5. An apparatus for low pressure casting / melting, especially metal liqueur alloys, characterized in that: it has a foundry furnace (81) which is located under a casting platform (51), with an ascending pipe ( 83) and an orifice-shaped opening (99) of the riser (83) and having a mold with an underlying pouring opening (79) and having, together with the mold, a sliding valve closure (11) for the discharge opening (79), which forms a flow passage channel, which for casting adopts a substantially straight longitudinal course, wherein the sliding valve closure (11) has two plates (14, 16) that can be displaced one in relation to the other, each having a flow passage opening (15, 17), where for the casting the plates (14, 16 can be brought to a position where the flow passage openings (15, 17) ) overlap, and the plates (14, 16) can be displaced one in relation to the other for closing such that the flow passage opening (15) in the upper plate (14) is in open communication with the notch-free pour opening (79) and the flow-through opening (17) in the lower plate (16) is in open communication with the orifice-shaped opening (99) of the riser (83), while the flow passage openings (15, 17) are completely off-centered with respect to each other, and - wherein the riser tube (83) is constructed in an elastically flexible manner so that after placing a mold, a Defined downstream pressure is established between the slidable valve closure and the portion of the riser tube (83) that forms the orifice-shaped opening.

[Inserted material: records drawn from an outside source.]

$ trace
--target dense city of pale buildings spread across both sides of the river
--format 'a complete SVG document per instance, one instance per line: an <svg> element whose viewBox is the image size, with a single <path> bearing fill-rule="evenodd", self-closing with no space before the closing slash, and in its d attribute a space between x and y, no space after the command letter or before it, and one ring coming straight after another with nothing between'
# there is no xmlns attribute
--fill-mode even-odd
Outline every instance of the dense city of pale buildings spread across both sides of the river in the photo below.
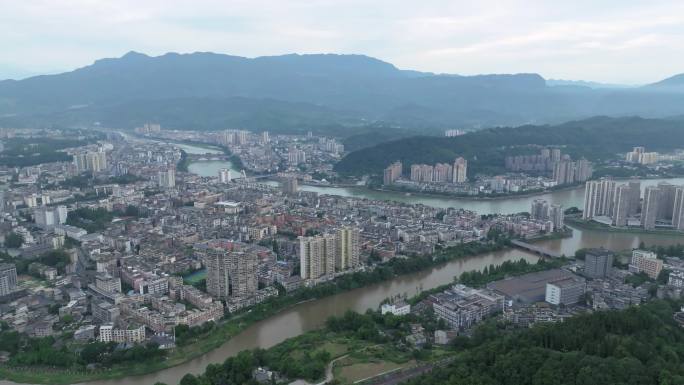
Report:
<svg viewBox="0 0 684 385"><path fill-rule="evenodd" d="M408 170L397 161L381 176L386 186L466 195L584 189L583 207L533 197L524 212L481 214L310 191L305 187L373 178L338 174L343 144L312 133L195 132L147 123L130 131L5 128L0 137L0 375L8 379L71 383L154 372L216 349L296 304L507 249L535 257L464 271L415 295L395 293L365 314L333 316L323 329L178 380L393 384L425 374L415 383L431 384L448 375L436 370L444 368L466 371L466 383L532 383L506 381L516 376L507 365L520 363L495 359L490 365L501 370L462 368L488 349L515 344L544 356L544 365L573 360L569 366L595 379L603 370L623 370L612 357L640 354L634 344L645 337L623 340L627 326L620 325L648 317L654 320L644 333L671 333L672 340L661 341L670 356L660 350L662 364L632 365L620 375L684 379L681 347L673 346L684 340L676 326L684 325L677 303L684 246L570 255L538 246L571 237L566 220L681 236L682 186L663 181L642 195L640 180L594 177L591 162L551 146L506 156L501 166L510 173L502 175L472 177L468 159L458 157ZM606 162L671 168L681 158L635 147ZM623 313L625 319L614 319ZM584 323L599 333L594 350L582 347L594 338L591 330L565 340ZM506 346L501 335L511 339ZM577 353L568 358L569 351ZM507 359L531 359L515 354Z"/></svg>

6. The apparatus according to claim 5, further characterized in that the upper plate (14) is movable and the lower plate (16) is fixed, wherein the pouring opening (79) of the mold is larger than the through opening of the mold. flow (15) in the upper plate (14) so that it overlaps the flow passage opening (15) in the upper plate (14) in both of its positions.

7. The apparatus according to claim 5, further characterized in that the upper plate (14) is fixed and the lower plate (16) is movable, wherein the orifice-shaped opening (99) of the riser tube (83) is larger. that the flow passage opening (17) in the lower plate (16) to overlap the flow passage opening (17) in the lower plate (16) in both of its positions.

8. The apparatus according to one of claims 5 to 7, further characterized in that the upper end of the riser tube (83) is elastically connected by means of a corrugated flexible tube (84) which coaxially surrounds the tube, to an outlet opening ( 82) for the riser tube (83) in the melting furnace (81).

9. The apparatus according to claim 8, further characterized in that the corrugated hose (84) has connecting flanges (85, 86) at both ends.

10. The apparatus according to one of claims 8 and 9, further characterized in that the riser tube (83) has a connecting flange (96) at the upper end, on which a ceramic contact plate (98) is held which directly forms the orifice-shaped opening (99) of the riser tube (83).

11. The apparatus according to claim 10, further characterized in that the orifice-shaped opening (99) is a long opening, and in that the orifice-shaped opening (99) expands downwardly to the interior of the connecting plates (98). ) with small opening angles (< x3, a4).

12. The apparatus according to one of claims 5 to 11, further characterized in that the flow passage opening (17) in the lower plate (16) expands downwards with a small opening angle (< x2).

13. The apparatus according to one of claims 5 to 12, further characterized in that the flow passage opening (15) in the upper plate (14) expands upwards with a small opening angle.

14. The apparatus according to one of claims 5 to 13, further characterized in that the mold is formed by a permanent mold or a central package fastened in a mold frame (61).

15. The apparatus according to claim 15, further characterized in that the sliding valve closure (11) is securely connected to the permanent mold or to the mold frame (61).